(I deleted the above post because I found an error in my code, it’s fixed now)
As others have mentioned, optimized Python code translated literally is often very slow Julia code. In Julia, you want to write loops, while in Python you have to avoid them. Having changed a few lines of vector operations to loops, the Julia implementation becomes faster than the Python one. Note that I did not change the algorithm, I just expanded what numpy is doing internally. The new code runs in 30s on my computer compared to 40s for python. I just took the most low-hanging fruit. I believe that, with some effort, another factor of 2 might be possible.
code
using MLDatasets, Random, BenchmarkTools, LoopVectorization, LinearAlgebra
function vectorized_result(y)
e = zeros(10)
e[y + 1] = 1
return e
end
process_sample(x, y) = collect(reshape(x, 28 * 28, 1)), vectorized_result(y)

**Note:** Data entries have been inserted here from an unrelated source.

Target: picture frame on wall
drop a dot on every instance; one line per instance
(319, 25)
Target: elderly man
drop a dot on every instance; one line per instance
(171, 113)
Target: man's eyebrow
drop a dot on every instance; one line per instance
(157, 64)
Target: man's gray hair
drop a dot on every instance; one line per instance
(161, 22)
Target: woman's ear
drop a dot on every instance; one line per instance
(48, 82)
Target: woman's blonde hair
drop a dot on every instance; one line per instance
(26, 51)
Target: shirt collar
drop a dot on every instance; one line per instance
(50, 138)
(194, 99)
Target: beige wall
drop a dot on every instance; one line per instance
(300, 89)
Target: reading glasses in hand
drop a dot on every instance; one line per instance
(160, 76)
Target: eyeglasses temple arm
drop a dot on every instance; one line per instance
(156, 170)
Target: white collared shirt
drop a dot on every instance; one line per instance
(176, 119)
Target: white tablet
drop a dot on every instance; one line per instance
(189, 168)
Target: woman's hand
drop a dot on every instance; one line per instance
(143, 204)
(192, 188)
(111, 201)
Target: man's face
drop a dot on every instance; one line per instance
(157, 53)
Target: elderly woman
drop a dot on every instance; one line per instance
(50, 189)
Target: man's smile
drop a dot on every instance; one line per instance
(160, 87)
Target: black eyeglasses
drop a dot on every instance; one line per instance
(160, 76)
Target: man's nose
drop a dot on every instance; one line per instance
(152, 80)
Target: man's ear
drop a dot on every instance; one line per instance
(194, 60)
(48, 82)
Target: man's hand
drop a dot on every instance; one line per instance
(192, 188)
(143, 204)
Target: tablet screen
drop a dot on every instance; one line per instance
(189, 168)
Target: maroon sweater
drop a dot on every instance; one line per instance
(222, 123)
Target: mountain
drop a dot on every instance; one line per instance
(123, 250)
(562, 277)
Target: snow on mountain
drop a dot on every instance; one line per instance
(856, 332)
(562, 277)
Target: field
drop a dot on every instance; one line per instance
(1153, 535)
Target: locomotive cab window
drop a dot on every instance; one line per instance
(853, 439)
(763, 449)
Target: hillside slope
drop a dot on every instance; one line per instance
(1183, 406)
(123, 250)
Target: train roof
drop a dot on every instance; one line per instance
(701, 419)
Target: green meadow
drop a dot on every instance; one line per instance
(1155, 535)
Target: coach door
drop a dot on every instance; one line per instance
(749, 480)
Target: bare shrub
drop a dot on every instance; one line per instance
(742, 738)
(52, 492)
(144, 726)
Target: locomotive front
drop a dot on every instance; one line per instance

@inline sigmoid(z) = 1 / (1 + exp(-z))
@inline function sigmoid_prime(z)
s = sigmoid(z)
return s * (1 - s)
end
function predict(a, biases, weights)
for (b, w) in zip(biases, weights)
a = sigmoid.(w * a .+ b)
end
return vec(a)
end
function evaluate(test_data, biases, weights)
test_results = [(argmax(predict(x, biases, weights)), y) for (x, y) in test_data]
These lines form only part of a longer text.